VERONICA: randomized phase 2 study of fulvestrant and venetoclax in er-positive metastatic breast cancer Post-CDK4/6 inhibitors - efficacy, safety, biomarker results

Abstract

Purpose: Despite promising activity in hematopoietic malignancies, efficacy of the B-cell lymphoma 2 (BCL) inhibitor venetoclax in solid tumors is unknown.
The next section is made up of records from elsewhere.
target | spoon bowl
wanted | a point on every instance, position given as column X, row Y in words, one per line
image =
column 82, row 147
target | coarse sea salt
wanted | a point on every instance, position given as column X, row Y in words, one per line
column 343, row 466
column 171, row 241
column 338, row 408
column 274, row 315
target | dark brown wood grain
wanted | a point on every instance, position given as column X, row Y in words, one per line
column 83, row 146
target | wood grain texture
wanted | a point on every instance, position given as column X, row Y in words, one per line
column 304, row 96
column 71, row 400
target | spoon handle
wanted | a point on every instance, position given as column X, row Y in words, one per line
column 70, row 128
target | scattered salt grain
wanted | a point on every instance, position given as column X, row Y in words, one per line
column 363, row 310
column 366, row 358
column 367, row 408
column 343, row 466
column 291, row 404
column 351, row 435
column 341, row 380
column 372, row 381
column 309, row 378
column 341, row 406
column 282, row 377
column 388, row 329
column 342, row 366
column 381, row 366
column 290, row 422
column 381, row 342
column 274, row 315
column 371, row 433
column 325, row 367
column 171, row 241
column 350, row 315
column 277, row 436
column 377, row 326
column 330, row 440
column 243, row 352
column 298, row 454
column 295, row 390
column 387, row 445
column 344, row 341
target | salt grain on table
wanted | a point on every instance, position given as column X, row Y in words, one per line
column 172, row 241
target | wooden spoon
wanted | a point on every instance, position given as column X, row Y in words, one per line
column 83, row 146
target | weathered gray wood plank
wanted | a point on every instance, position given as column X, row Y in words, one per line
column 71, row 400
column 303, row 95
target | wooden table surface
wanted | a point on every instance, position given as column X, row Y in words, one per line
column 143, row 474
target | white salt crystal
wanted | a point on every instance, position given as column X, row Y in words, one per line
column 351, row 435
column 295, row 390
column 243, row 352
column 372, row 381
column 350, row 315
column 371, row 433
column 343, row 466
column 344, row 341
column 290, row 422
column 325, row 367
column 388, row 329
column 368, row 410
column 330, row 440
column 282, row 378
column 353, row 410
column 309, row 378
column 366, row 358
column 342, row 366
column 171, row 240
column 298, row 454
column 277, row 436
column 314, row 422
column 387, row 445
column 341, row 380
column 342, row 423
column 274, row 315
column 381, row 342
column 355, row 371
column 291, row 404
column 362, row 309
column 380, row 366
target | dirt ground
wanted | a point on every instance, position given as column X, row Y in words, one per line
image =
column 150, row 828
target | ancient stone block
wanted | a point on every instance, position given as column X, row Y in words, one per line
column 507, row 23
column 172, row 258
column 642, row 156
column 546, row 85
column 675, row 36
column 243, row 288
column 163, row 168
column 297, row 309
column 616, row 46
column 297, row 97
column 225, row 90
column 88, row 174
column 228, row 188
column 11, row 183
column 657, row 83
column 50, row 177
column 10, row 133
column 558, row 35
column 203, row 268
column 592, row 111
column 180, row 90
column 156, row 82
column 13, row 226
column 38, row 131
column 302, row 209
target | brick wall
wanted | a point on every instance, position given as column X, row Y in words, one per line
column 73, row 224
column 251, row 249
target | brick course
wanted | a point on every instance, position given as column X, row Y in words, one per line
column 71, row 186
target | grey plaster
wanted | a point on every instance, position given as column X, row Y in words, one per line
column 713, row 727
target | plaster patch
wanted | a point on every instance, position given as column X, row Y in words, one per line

We report the prespecified VERONICA primary results, a randomized phase 2 clinical trial evaluating venetoclax and fulvestrant in estrogen receptor (ER)-positive, HER2-negative metastatic breast cancer, post-cyclin-dependent kinase (CDK) 4/6 inhibitor progression. Patients and methods: Pre-/postmenopausal females {greater than or equal to}18 years were randomized 1:1 to venetoclax (800 mg oral daily) plus fulvestrant (500 mg intramuscular; Cycle 1: Days 1 and 15; subsequent 28-day cycles: Day 1) or fulvestrant alone. The primary endpoint was clinical benefit rate (CBR); secondary endpoints: progression-free survival (PFS), overall survival, and safety. Exploratory biomarker analyses included BCL2 and BCL extra-large (BCLXL) tumor expression, and PIK3CA ctDNA mutational status. Results: At primary analysis (cutoff: August 5, 2020; n = 103), venetoclax did not significantly improve CBR (venetoclax plus fulvestrant: 11.8% [n = 6/51; 95% confidence interval (CI): 4.44-23.87]; fulvestrant: 13.7% [7/51; 5.70-26.26]; risk difference -1.96% [95% CI: -16.86-12.94]). Median PFS was 2.69 months (95% CI: 1.94-3.71) with venetoclax plus fulvestrant versus 1.94 months (1.84-3.55) with fulvestrant (stratified hazard ratio 0.94 [95% CI: 0.61-1.45]; P = 0.7853). Overall survival data were not mature. A non-significant improvement of CBR and PFS was observed in patients whose tumors had strong BCL2 expression (immunohistochemistry 3+), a BCL2/BCLXL Histoscore ratio {greater than or equal to}1, or PIK3CA-wildtype status. Conclusions: Our findings do not indicate clinical utility for venetoclax plus fulvestrant in endocrine therapy-resistant, CDK4/6 inhibitor-refractory metastatic breast tumors, but suggest possible increased dependence on BCLXL in this setting.